Artificial planar lipid bilayers containing GPI-linked mouse ICAM-1 or VCAM-1 (density 150 molecules per μm2) were prepared and used in the study42,53. Briefly, membranes were assembled on FCS2 chambers (Bioptechs), blocked with PBS/2% FCS (1 h, room temperature (RT)) and when indicated, coated with 100 nM chemokine immediately before use (30 min, RT). Purified NKX2-3 transgenic and WT B cells were fluorescently labelled with CFSE or SNARF-1 probes (0.1 μM, 10 min, 37 °C; Molecular Probes), mixed at 1:1 ratio, injected into the warmed chamber (4 × 106, 37 °C), allowed to settle on the membranes (5–10 min), and imaging was initiated. Confocal fluorescence, differential interference contrast and interference reflection microscopy (IRM) images were acquired every 8 s for 15 min to evaluate cell dynamics; two or three consecutive videos were acquired in distinct membrane positions per chamber. For cell adhesion measurements, snapshots in different membrane positions were acquired. Assays were performed in PBS/0.5% FCS/0.5 g l−1 D-glucose/2 mM MgCl2/0.5 mM CaCl2. Images were acquired on an Axiovert LSM 510-META inverted microscope with a × 40 oil immersion objective (Zeiss). Imaging analysis of cell adhesion and dynamic parameters were done using Imaris 7.0 software (Bitplane) and ImageJ software (NIH). Adhesion frequency was calculated as (no. of cells in contact with the ICAM-1- or VCAM-1-containing membrane (IRM+)/total no. cells in the field) × 100; we calculated polarization and motility frequencies similarly. Assays were performed using NKX2-3 transgenic and WT B cells isolated from mice of same age, and comparing data between them. Similar data were obtained with WT B cells independently of the mouse age.

IF studies

Frozen and acetone-fixed sections were blocked with 5% BSA in PBS for 20 min. Triple label fluorescence for marginal reticular cells, marginal sinus and B cells was performed using FITC-conjugated rat mAb IBL-11 in a cocktail with Cy3-labelled anti-MAdCAM-1 mAb (clone MECA-367) and Alexa Fluor 647-labelled anti-rat IgM (clone B7.6). Three-colour staining for marginal zone macrophages was performed with incubating the sections first with anti-sialoadhesin mAb MOMA-1 (AbD Serotec) in conjunction with FITC-labelled sheep anti-rat IgG (BD Biosciences), where residual binding sites of secondary antibody were blocked with 5% normal rat serum. Subsequently, a cocktail of Cy-labelled anti-rat MARCO (clone IBL-12) and Alexa Fluor-647-labelled anti-IgM was added.

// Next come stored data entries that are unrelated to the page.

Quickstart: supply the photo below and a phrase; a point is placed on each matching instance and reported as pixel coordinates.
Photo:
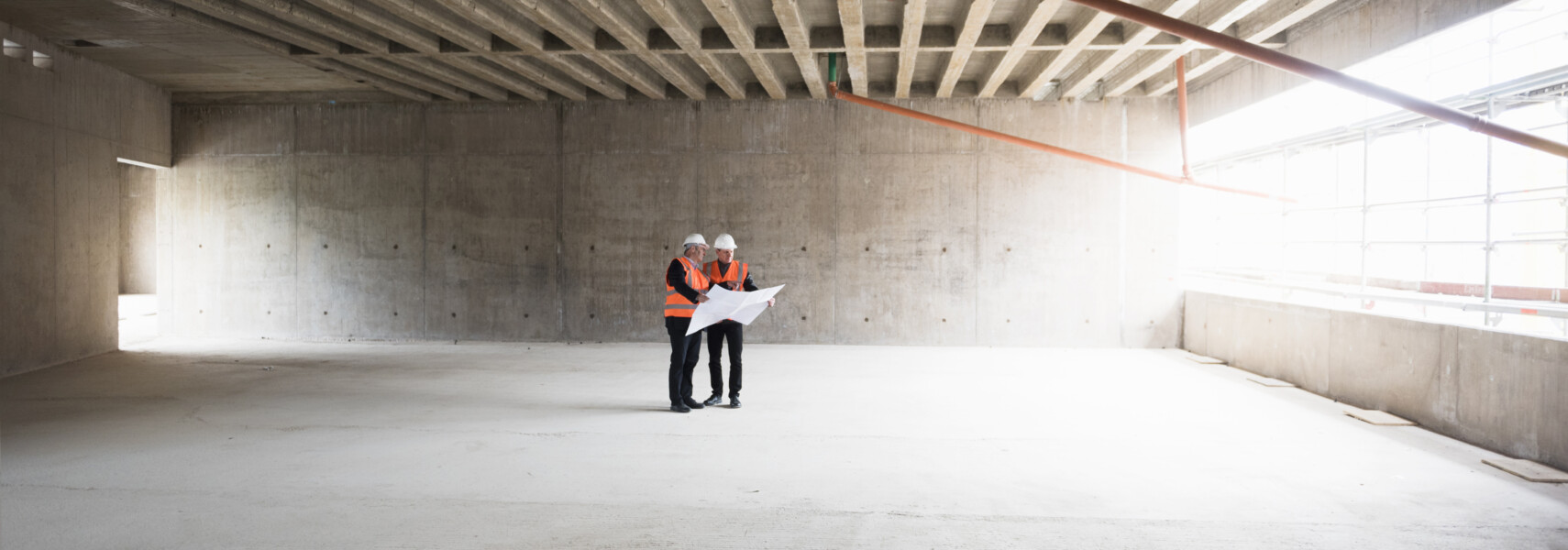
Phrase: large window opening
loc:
(1400, 214)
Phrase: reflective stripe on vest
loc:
(719, 278)
(726, 276)
(676, 304)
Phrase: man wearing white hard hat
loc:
(734, 276)
(684, 289)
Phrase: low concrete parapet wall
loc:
(1499, 390)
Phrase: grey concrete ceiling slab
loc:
(662, 49)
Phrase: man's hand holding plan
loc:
(726, 304)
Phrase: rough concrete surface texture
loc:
(556, 221)
(225, 444)
(1342, 37)
(60, 132)
(1506, 392)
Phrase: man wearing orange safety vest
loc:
(684, 287)
(734, 276)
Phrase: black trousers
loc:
(715, 345)
(682, 356)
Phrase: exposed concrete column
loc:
(852, 17)
(908, 46)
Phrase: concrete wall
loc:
(60, 132)
(554, 221)
(1344, 35)
(1499, 390)
(138, 229)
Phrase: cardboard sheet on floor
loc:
(1270, 381)
(1378, 417)
(728, 304)
(1529, 470)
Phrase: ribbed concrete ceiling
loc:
(662, 49)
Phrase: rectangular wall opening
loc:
(138, 251)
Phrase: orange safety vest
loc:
(737, 271)
(676, 304)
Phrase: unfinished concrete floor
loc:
(220, 444)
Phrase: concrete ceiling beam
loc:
(499, 75)
(1084, 32)
(1086, 83)
(908, 46)
(408, 75)
(739, 32)
(527, 37)
(799, 38)
(324, 24)
(690, 41)
(372, 79)
(974, 21)
(399, 30)
(271, 46)
(1274, 26)
(582, 39)
(1134, 77)
(607, 16)
(852, 16)
(1029, 32)
(258, 22)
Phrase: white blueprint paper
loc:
(728, 304)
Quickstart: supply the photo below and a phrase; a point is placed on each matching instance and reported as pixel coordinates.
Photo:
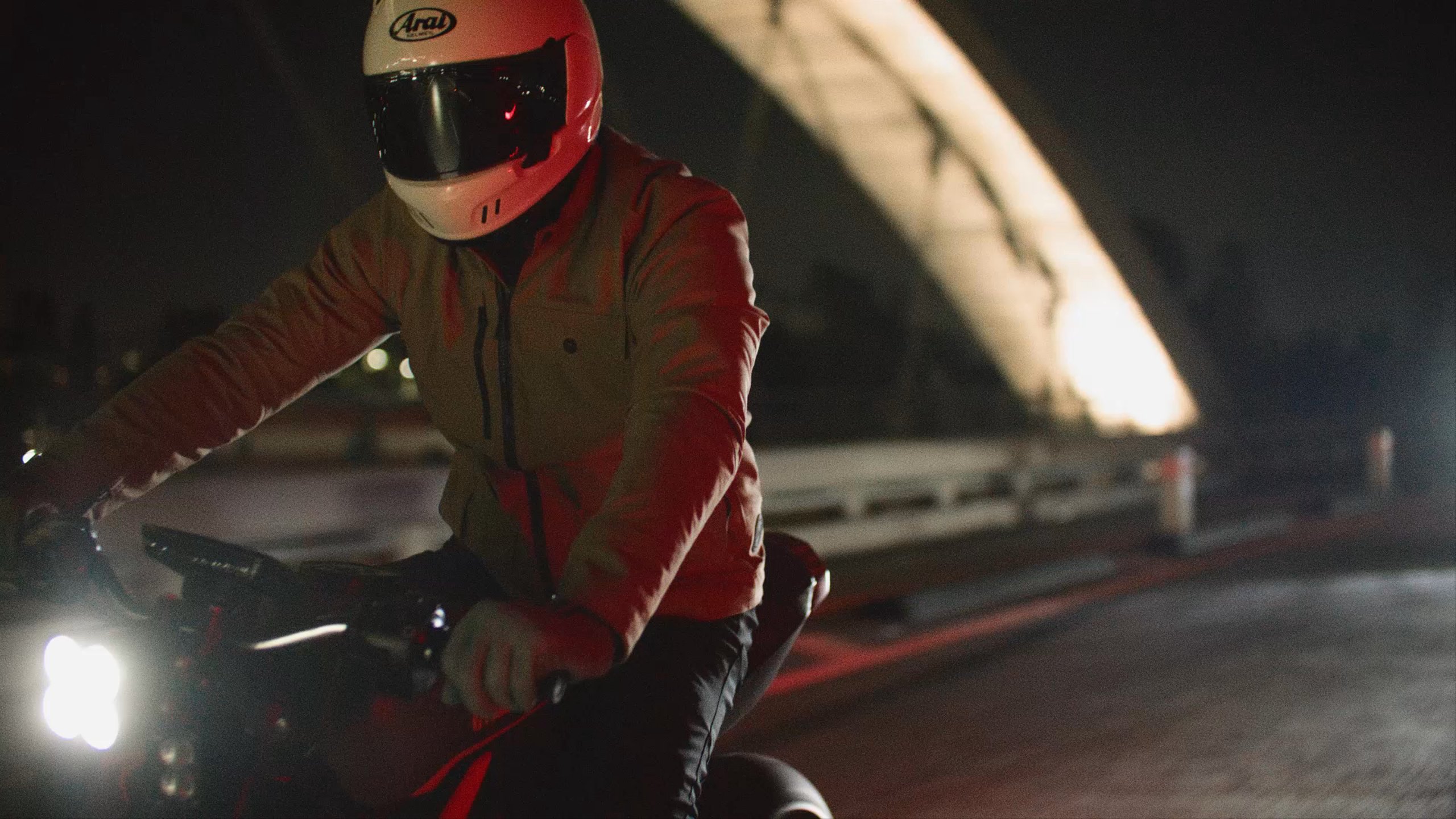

Follicular dendritic cells and marginal sinus were identified using a cocktail of FITC-conjugated anti-CD21/35 mAb (clone 7G6 from BD Biosciences) and Cy3-labelled anti-MAdCAM-1 mAb. Staining for VCAM-1 and ICAM-1 expressed by B cells was performed by incubating sections first with unlabelled rat mAbs (anti-VCAM-1 clone 429 from BD Biosciences or anti-ICAM-1 clone YN1/1, kindly provided by Dr Andras K. Szakal) followed by FITC-labelled sheep anti-rat IgG (BD Biosciences) and saturation with 5% normal rat serum. Rat anti-mouse LFA-1 antibody (clone M17/4 from American Type Culture Collection) was used as hybridoma supernatant. B cells were identified using Alexa Fluor 647-labelled anti-rat IgM, for 45 min incubation each at room temperature in a humid chamber. Triple staining for red pulp vessels, marginal sinus and white pulp vasculature was accomplished using a cocktail of FITC-conjugated rat mAb IBL-7/1 against marginal sinus and white pulp vessels, Cy3-conjugated anti-MAdCAM-1 mAb and Alexa Fluor647-labelled IBL-9/2 mAb against red pulp sinuses. After mounting, the sections were viewed under an Olympus BX61 fluorescent microscope. The acquisition of digital pictures with a CCD camera was performed using the analySIS software. IF antibodies are listed in Supplementary Table 8.

Chemical inhibitors

For therapeutic experiments, mouse transgenic B-cell lymphoma cells were incubated at 2.5 × 106 cells per ml for 24 h with the following compounds at increasing concentrations: PI3K inhibitor (Idelalisib; Chemie Tek); BTK inhibitor (Ibrutinib; Chemie Tek); MALT1 proteolytic inhibitor (MI2); NF-kB inhibitor (Bay11-7082; Enzo LifeSciences); Lyn inhibitor (Dasatinib; Selleckchem); Syk inhibitor (P505-15; Selleckchem). For chemotactic and cell dynamics assays, mouse B cells were incubated at 3 × 106 cells per ml for 1 h at 37 °C with the following compounds: CXCR4 antagonist (AMD3100; 10 μm); blocking rat anti-mouse LFA-1 (CD11a) antibody (clon M17/4; 1 μg ml−1; BioLegend); LFA-1–ICAM-1 interaction inhibitor (A286982; 10 μm); Lyn inhibitor (Dasatinib; 1 μm) and Syk inhibitor (P505-15; 1 μm). Then, they were used in the assays keeping the presence of the chemical inhibitor.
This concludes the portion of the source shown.